Lavarse las manos de forma frecuente es una acción subestimada, considerada la mayoría de las veces como innecesaria o irrelevante. Sin embargo, las enfermedades que se transmiten a través de las manos sucias son más de doscientos, ente las que se encuentran:
Infecciones respiratorias como la gripe común y la gripe A, neumonía, bronquiolitis, tosferina y el resfriado común. Enfermedades de transmisión feco-oral como el cólera, la diarrea, la fiebre aftosa, la hepatitis A y E, la disentería, la giardiasis y la fiebre tifoidea.

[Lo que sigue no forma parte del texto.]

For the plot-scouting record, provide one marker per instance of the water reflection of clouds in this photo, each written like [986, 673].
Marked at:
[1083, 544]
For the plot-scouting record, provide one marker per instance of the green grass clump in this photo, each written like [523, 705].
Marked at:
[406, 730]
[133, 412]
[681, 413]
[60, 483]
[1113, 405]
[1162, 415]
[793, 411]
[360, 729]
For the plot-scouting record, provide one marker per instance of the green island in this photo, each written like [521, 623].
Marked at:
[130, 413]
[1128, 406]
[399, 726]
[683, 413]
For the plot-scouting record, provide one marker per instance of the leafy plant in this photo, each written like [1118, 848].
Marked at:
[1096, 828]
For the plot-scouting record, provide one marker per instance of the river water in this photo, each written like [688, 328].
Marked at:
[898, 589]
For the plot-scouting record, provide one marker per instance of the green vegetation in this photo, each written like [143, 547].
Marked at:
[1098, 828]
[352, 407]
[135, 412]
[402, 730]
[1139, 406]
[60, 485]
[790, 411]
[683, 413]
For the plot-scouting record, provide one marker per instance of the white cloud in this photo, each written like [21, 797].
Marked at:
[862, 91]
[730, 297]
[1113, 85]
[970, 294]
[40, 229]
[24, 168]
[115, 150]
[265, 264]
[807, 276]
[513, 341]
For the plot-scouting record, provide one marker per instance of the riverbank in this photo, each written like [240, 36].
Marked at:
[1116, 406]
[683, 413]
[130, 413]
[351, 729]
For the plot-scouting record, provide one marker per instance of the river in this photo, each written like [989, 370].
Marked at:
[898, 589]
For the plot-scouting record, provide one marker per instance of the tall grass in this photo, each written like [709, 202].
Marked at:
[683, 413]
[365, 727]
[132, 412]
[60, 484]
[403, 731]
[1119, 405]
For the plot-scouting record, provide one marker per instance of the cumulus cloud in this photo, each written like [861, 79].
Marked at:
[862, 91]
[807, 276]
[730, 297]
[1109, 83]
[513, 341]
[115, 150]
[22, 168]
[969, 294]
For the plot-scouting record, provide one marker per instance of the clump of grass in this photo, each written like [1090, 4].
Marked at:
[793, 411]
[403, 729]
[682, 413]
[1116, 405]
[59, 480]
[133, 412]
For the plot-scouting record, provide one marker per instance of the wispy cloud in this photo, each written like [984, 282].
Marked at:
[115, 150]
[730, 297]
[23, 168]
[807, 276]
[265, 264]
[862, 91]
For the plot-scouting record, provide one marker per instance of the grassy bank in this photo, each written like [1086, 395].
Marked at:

Otras como la gastroenteritis, gastritis y salmonelosis, así como alergias y afecciones de la piel, infecciones oculares como conjuntivitis, el Síndrome Urémico Hemolítico, mononucleosis, neumococo, enfermedad mano-pie-boca, oxiurasis (lombrices intestinales), por hablar de algunas.

Por tal motivo, es fundamental adoptar la práctica del lavado y la desinfección permanente de las manos, luego de realizar actividades cotidianas como ir al baño, manipular alimentos crudos, toser o estornudar, tocar heridas, acariciar animales, cambiar pañales, estar en contacto con tierra o tocar muebles en espacios públicos.

Recuerda que estos son los siete momentos importantes para lavarse las manos:

  1. Luego de ir al baño o cambiar un pañal,  por el riesgo de contaminación con material fecal.
  2. Antes de comer, pues el solo hecho de tocar con las manos sucias cubiertos, vasos, vajilla o alimentos, nos expone a introducir en nuestro cuerpo las bacterias o virus que pueden causar enfermedades.
  3. Al preparar alimentos, ya que muchos alimentos crudos pueden contener bacterias transmisoras de enfermedades o pueden estar contaminados con otras sustancias.
  4. Tras tocar animales, pues están en contacto permanente con la tierra, aunque sean domésticos.
  5. Tras tocar la  tierra,  pues en muchos casos hay presencia de materia fecal animal o humana.
  6. Antes y después de tocar a un bebé, a un anciano o a un enfermo,
  7. Luego de viajar en transporte público o de visitar lugares públicos, ya que los  microorganismos habitan en ventanas, puertas, cerraduras, barandas, timbres, mesas, asientos, que han tocado otras personas.